Playoff push over despite impressive rally in L.A.
The 22,000 in Banc of California Stadium were rocking.
Diego Rossi had staked LAFC to a 2-0 lead before the game was 15 minutes old, and celebrity fan Will Ferrell was whipping the 3552 Angelinos supporters section into an undulated black-and-gold frenzy. But the Vancouver Whitecaps had made a promise, and — surprisingly, considering the situation — kept it. They’d promised never to give in again, and they didn’t, as Yordy Reyna and Jordon Mutch scored to rally the Whitecaps to a 2-2 tie against one of the MLS Cup favourites on Sunday.
It was a gritty effort, but in the end, only counted for pride as the Caps were mathematically eliminated with the result.
Here’s what we learned …
PHONZIE EFFECT
“Whomever the Whitecaps bring in as new coach is going to have to bring in a major-level talent to replace Alphonso Davies,” says Captain Obvious. The 17-year-old was, by and large, the only offence the Caps could muster for much of the game, and he did it despite being double and triple-teamed.
Davies pounded the point home for effect every time he got the ball in space. With the Caps down 2-0, the Bayern-bound talent collected the ball in his own third and charged down the left flank while being marked by both fullback Danilo Silva and backchecking midfielder Lee Nguyen.
After out-pacing both, he split between them before being blatantly chopped down in the box by midfielder Benny Feilhaber.
Reyna converted the ensuing penalty kick in the 22nd minute for his sixth goal of the season to give the Caps some life.
Davies had six successful dribbles on the day, extending his MLS -leading total to 123, and had a team-high three key passes.
Expect the oft-repeated theme of this upcoming week to be “Portland is the last time you’ll be able to see Phonzie play live.”
FAMILIAR HOLE
The Caps put themselves behind the eight-ball after the usual gamut of half-mistakes and soft defence.
Rossi’s first goal, five minutes in, began from a sequence that saw fullback Jake Nerwinski and Reyna get tangled up and go down in a heap. The Caps defence was on their heels, and it didn’t take much to unravel it, with Carlos Vela’s through-ball the final tug on the string, as Rossi fired it home from 10 yards out.
The second goal was peak Bob Bradley ball. The attack-from-theback philosophy saw it take five touches from the top of the LAFC 18 to the back of the net behind Stefan Marinovic.

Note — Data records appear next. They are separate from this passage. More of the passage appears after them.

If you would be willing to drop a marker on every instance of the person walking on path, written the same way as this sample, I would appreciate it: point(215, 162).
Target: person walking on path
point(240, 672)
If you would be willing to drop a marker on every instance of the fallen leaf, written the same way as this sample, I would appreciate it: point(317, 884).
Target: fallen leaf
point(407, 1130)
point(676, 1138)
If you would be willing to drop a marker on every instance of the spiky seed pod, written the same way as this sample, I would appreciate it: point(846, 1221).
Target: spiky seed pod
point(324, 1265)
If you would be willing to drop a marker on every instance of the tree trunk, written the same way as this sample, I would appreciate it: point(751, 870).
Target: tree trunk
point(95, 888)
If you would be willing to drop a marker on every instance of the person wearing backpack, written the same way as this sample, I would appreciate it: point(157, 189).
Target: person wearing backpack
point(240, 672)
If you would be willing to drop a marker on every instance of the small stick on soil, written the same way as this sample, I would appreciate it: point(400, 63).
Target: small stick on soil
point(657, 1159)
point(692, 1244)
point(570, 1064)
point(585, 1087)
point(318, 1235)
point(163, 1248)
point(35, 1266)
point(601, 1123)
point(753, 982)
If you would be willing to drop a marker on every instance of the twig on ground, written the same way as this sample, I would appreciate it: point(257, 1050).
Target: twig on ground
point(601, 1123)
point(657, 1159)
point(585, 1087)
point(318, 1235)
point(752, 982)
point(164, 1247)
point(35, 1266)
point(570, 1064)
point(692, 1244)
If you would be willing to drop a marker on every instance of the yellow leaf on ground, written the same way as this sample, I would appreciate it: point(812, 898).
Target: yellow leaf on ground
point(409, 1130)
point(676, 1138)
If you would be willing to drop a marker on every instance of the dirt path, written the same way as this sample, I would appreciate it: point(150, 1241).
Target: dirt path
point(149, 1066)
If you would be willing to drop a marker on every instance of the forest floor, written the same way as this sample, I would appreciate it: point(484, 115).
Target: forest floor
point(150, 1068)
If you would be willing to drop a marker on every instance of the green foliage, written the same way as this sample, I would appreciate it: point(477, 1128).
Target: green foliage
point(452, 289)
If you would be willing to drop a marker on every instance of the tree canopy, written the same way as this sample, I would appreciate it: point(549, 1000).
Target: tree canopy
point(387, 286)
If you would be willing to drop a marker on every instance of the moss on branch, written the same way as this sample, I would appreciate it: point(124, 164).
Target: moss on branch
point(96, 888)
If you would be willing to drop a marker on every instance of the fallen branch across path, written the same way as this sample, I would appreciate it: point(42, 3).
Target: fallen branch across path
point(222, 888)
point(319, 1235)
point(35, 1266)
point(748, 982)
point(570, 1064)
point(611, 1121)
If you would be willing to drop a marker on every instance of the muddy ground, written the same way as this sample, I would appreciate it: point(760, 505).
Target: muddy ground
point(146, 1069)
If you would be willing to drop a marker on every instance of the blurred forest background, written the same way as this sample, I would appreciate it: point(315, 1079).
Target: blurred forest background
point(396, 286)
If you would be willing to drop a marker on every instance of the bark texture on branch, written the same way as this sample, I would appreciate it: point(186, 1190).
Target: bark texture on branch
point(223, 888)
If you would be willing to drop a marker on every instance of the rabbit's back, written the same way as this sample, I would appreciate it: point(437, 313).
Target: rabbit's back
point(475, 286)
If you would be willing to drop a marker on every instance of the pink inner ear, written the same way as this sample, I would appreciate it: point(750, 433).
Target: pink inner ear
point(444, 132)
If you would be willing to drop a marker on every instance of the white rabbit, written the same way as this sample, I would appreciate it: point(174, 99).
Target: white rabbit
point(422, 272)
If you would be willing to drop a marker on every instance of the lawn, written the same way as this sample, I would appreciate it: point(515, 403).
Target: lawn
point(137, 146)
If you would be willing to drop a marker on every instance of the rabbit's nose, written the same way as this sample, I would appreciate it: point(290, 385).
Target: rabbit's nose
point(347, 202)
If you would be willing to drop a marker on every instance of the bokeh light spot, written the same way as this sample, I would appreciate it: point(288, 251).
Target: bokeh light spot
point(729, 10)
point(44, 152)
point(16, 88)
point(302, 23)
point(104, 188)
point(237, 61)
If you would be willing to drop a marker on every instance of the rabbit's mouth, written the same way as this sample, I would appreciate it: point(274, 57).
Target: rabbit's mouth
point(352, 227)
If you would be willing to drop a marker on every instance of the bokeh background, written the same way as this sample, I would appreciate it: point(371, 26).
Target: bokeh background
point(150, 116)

Scrambling to keep up with the ball and player movement, the defence saw Aaron Kovar’s cross redirected by a diving Kendall Waston and roll right to Rossi on the corner of the six-yard box.
It could have been four goals in the first half for Rossi but for a sliding block from Nerwinski and another volley bouncing over the bar from seven yards out.
‘GENIUS’ OF DALRYMPLE
Twice, Craig Dalrymple has subbed on Mutch late in games, and both times the decision was initially met by tweetstorms and condemnation veiled as confusion from the broadcasters. But he was vindicated both times.
Against Toronto, Mutch came on in place of Aly Ghazal in the 75th minute, and set up Kei Kamara’s game-winning goal.
On Sunday, he subbed off Reyna, who had been the Caps most effective offensive creator aside from Davies, in the 61st minute. Four minutes later, the former Premier Leaguer unleashed a 25-yard rocket, by far the most impressive goal from distance for the Whitecaps this year, to knot the score at 2-2.
WHAT THIS MEANS
The Whitecaps (12-13-8) had needed to win both their remaining games and top Real Salt Lake’s goal-differential to make the playoffs.
The tie leaves them on 44 points and in eighth place with one game remaining.
RSL (14-13-7, 49 pts.) lost 3-0 to Portland in their final game on Sunday, leaving the door open for the L.A. Galaxy (13-11-9, 48 pts.) to slide into the final playoff berth next week when they host Houston. The Galaxy beat Minnesota 3-1 on Sunday to put themselves in the driver’s seat.
BY THE NUMBERS
LAFC outshot the Whitecaps 20-10 overall — the same total for the second-straight game for Vancouver — but the shots on target were much closer (5-4). All but four of L.A.’s shots came inside the box.
Vancouver only completed 66 per cent of passes — 12 points under their season average — and without Kamara in the lineup, only won seven of 23 aerial battles.